山田おかあさんと山田お父さんの結婚30周年記念日のパーティーは、六つ星ホテルの最上階の宴会場で開かれました。その日はちょうど週末で、山田おかあさんは望月あかりに絵を持ってくるように頼み、ついでにパーティーにも招待しました。

林元紀は、この人物が望月あかりの将来のスポンサーになる可能性が高いと分析し、一日の休暇を与え、自ら車で送っていくことにしました。

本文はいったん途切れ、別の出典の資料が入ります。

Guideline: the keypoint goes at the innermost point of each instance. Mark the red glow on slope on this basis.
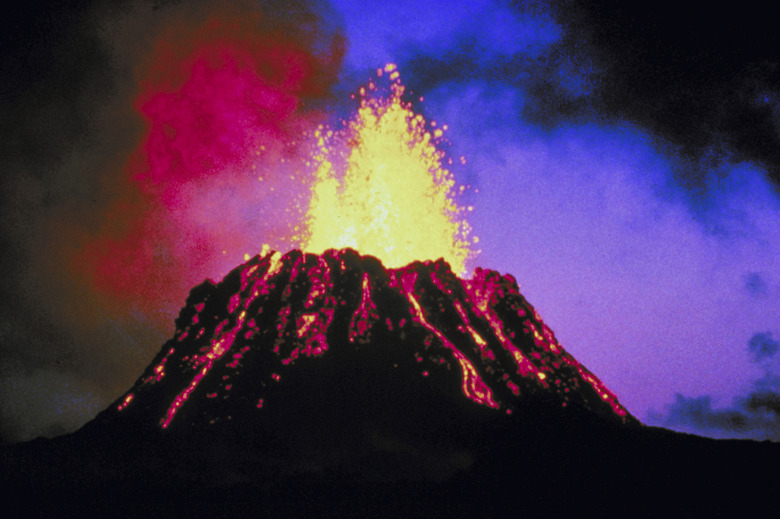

「あのような場所には、お坊ちゃまやお嬢様が多いから、誰とも衝突しないように。なるべく話さないようにして、他人の不興を買わないように。無用な人を怒らせないように」と林元紀は注意しました。望月あかりは率直すぎて何でも口に出してしまうため、重要人物の機嫌を損ねて将来に影響が出ることを最も心配していたのです。

「分かってます。私は口の堅い人になりきれますから、他人が何を言おうと関係ありません」と望月あかりは冗談めかして答えました。

「関係ないというわけにもいかないでしょう。人に質問されたら答えなければならないし、とにかく空気を読むことです」林元紀はどう言っても適切な言葉が見つからず、結局注意するのをやめて、彼女の自由にさせることにしました。

ホテルの正面には高級車が多く、林元紀は入場に列を作らなければならないと判断し、望月あかりを入口で降ろすことにしました。

望月あかりは林元紀に待たせたくないと主張し、先に帰るように言いました。

ホテル前のヨーロッパ風の大理石の柱は威厳があり、噴水の上の小さな天使たちは戯れ遊んでいました。山田進は外で今日の来客を出迎えていました。

望月あかりは遠くから山田進を見ました。彼は体にフィットした黒いスーツを着て、服はきちんとアイロンがかけられ、彼の背の高くすらりとした体つきを引き立てていました。髪はセットされて非常に精悍で、様々な来客の間を余裕を持って行き来していました。

高級ホテルの従業員は、望月あかりが包まれた絵を抱え、Tシャツとジーンズを着ていて、招待状も持っていないのを見て、彼女をスタッフだと思い、大ホールを通って裏手の作業用エレベーターへの道を指示しました。

望月あかりは山田進と知り合いだと言おうと思いましたが、この半月間、山田進に電話をしても返事がなかったことを思い出し、結局諦めて裏へ向かいました。